Originally Posted by
mitchiemasha
I'm detecting a little miss understanding here. Your complaint is "weak recording" low overall volume. This is already High Quality, it just needs level boosting. It wouldn't make the Tascam useless, that's what you're using to record. Putting the recording in to Audacity or a DAW wouldn't increase the "Quality". The quality will always be at the standard it is or less, it would however be made louder.
Due to the very nature of mixing and the summing of 2 audio tracks (lots of much higher peaks regardless to your use of EQ and gain control), even if normalising to 100%, the main part of the audio will still be much lower, weak. Perceived volume and peak volume are 2 different things. If you did manage to mix and keep the peak levels the same in the mix as not in the mix, the perceived volume during the mix would drop considerable. It's all due to the phase relationships of the 2 frequency. Without limiting and dynamic compression with things like iZotope Ozone, it's impossible. Even recording via a hardware compressor doesn't work, they're not fast enough and you'll get tinier peaks slipping through, these are often inaudible but eat up headroom, clip converters, amps etc...

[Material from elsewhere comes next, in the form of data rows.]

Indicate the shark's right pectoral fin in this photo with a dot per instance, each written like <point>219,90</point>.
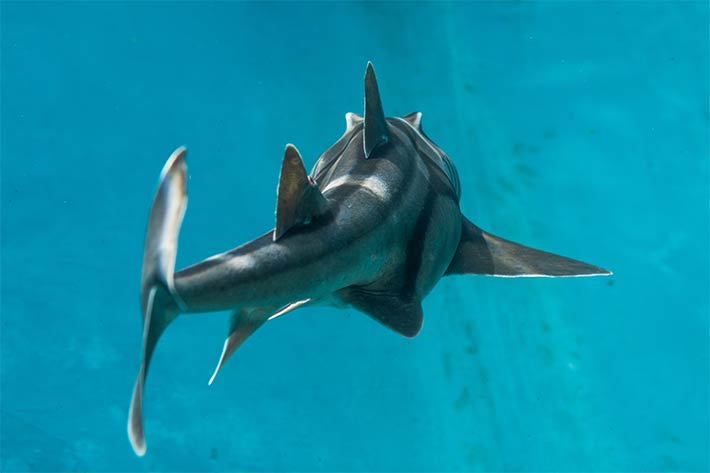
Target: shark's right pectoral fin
<point>401,315</point>
<point>245,322</point>
<point>480,252</point>
<point>299,199</point>
<point>159,302</point>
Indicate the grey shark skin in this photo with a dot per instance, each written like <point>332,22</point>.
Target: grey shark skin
<point>374,226</point>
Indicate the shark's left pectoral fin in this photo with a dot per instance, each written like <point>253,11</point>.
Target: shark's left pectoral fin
<point>299,199</point>
<point>403,316</point>
<point>480,252</point>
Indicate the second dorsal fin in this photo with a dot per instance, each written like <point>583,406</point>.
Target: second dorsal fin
<point>299,199</point>
<point>376,133</point>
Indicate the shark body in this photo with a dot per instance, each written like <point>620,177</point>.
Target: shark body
<point>374,226</point>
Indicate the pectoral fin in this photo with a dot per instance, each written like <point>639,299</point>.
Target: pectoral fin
<point>245,322</point>
<point>482,253</point>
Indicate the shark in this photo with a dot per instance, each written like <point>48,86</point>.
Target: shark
<point>374,226</point>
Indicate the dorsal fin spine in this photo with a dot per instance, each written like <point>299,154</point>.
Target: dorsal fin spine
<point>298,198</point>
<point>376,133</point>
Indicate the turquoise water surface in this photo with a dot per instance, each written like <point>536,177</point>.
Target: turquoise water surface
<point>579,128</point>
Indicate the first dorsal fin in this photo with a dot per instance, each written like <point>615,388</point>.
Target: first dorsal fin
<point>376,133</point>
<point>480,252</point>
<point>298,199</point>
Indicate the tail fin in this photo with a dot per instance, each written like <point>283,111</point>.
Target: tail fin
<point>480,252</point>
<point>159,301</point>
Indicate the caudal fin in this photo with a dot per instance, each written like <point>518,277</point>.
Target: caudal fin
<point>160,303</point>
<point>480,252</point>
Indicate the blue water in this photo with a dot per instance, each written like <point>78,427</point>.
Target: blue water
<point>580,128</point>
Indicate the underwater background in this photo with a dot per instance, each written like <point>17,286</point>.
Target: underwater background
<point>578,128</point>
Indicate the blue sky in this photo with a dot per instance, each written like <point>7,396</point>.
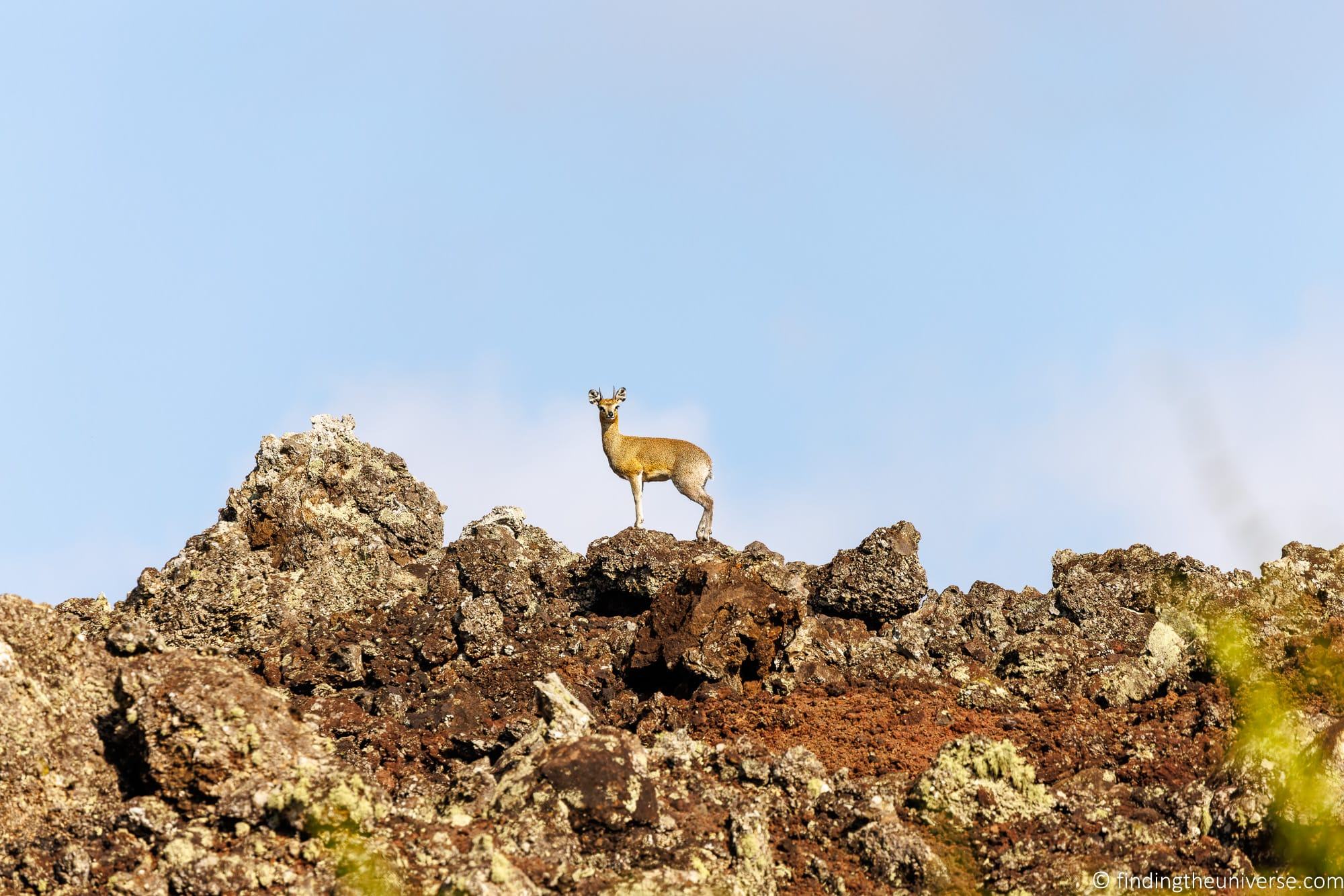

There is a SECRET though, a trick... Over normalise, say 120%, then normalise to 99.9%. Now you've chopped off those random spikes, that are the result of the exact moment, an exact same frequency, in both tracks, happened to be perfectly in phase. It doesn't have to be 120%, just whatever amount gets the songs up to 0db, without the transitions sounding bad. That was the quick way of dealing with a random pop back in the vinyl days, the pop wouldn't let the normalisation, maximise the recording to the desired amount, as it would be the highest peak.